Chopped Romaine Lettuce May Be Behind an 11-State E. Coli Outbreak, CDC Says

April 14, 2018, 1:32 PM UTC

Chopped romaine lettuce is likely to blame for a multi-state E. coli outbreak that has sickened at least 35 people, according to the Centers for Disease Control and Prevention (CDC).

The CDC believes the E. coli outbreak, which has so far led to 22 hospitalizations and zero deaths, can be traced back to lettuce grown in the Yuma, Ariz., area. Individuals in 11 states, ranging from Connecticut to Washington, have been affected, with the most E. coli cases — nine — reported in Pennsylvania.

No specific grower, supplier, distributor, or brand has been implicated in the outbreak, so no recall has been issued.

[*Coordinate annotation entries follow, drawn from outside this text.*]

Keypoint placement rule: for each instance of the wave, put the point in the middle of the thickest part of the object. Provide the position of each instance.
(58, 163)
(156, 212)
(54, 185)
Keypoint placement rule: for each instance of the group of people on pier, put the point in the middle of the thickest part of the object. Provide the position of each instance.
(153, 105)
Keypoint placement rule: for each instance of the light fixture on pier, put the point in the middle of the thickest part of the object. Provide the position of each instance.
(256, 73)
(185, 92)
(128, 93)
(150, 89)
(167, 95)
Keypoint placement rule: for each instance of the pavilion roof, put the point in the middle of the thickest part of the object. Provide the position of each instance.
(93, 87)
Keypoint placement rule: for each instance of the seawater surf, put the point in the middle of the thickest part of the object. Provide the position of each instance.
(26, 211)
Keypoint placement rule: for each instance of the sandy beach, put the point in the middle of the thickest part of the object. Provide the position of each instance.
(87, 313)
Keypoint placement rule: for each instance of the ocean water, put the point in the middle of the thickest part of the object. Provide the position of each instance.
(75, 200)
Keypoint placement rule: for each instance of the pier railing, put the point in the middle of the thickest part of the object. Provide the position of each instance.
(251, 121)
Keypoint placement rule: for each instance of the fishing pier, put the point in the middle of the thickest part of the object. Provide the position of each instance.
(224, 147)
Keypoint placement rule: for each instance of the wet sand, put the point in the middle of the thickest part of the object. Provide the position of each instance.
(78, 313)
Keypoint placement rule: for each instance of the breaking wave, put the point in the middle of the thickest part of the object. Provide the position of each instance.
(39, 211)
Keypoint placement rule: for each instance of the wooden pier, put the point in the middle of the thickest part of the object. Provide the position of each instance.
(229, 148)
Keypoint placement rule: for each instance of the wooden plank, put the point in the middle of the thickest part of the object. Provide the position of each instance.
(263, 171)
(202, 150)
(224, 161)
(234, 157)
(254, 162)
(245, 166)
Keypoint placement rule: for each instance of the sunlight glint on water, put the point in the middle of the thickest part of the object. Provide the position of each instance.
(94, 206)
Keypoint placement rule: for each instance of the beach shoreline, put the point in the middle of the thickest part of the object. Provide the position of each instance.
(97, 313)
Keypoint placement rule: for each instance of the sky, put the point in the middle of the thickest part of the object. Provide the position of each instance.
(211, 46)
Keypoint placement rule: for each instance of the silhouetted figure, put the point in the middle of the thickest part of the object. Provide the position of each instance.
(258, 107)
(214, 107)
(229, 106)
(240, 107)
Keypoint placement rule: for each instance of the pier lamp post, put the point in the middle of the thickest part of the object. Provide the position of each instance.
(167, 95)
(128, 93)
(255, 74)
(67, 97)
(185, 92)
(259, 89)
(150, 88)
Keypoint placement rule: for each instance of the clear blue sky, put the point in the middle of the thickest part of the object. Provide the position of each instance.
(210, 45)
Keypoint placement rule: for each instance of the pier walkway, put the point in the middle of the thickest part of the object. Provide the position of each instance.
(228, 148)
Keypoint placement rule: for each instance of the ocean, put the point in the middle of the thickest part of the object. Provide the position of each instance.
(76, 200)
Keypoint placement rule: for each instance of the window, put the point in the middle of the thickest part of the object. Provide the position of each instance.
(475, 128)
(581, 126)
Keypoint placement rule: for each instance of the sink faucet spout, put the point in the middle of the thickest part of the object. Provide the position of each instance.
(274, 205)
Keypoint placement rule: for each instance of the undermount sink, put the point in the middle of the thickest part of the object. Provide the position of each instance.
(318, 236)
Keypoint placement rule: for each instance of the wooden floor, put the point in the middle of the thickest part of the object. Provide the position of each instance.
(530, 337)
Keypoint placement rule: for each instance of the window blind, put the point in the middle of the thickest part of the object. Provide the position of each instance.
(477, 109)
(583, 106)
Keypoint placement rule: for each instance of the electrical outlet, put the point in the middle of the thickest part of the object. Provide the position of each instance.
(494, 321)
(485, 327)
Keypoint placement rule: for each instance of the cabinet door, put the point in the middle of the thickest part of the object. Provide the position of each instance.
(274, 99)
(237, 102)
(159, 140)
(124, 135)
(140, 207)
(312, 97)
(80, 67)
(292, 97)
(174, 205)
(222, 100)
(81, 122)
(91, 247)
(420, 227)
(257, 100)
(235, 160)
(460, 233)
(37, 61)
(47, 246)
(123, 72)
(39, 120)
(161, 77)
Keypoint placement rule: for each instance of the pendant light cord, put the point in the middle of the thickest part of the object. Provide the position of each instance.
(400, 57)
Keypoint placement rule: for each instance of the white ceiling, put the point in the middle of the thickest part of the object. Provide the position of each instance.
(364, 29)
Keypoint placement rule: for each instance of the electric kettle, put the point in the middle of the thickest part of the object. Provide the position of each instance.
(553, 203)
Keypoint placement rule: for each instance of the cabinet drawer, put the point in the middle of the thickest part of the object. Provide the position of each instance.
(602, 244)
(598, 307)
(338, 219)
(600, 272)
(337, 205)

Still, the CDC is warning consumers to dispose of any previously purchased chopped romaine lettuce, and is urging them to try to determine whether lettuce was grown in the Yuma area before ordering it in restaurants or purchasing it in grocery stores.

E. coli is a bacterial infection typically caused by eating or drinking contaminated food or water, according to the Mayo Clinic. Most strains of E. coli are harmless or cause relatively minor gastrointestinal issues, though more serious infections may result in severe cramping, bloody diarrhea, and vomiting. Children and the elderly are also more likely than healthy adults to develop complications resulting from the infection.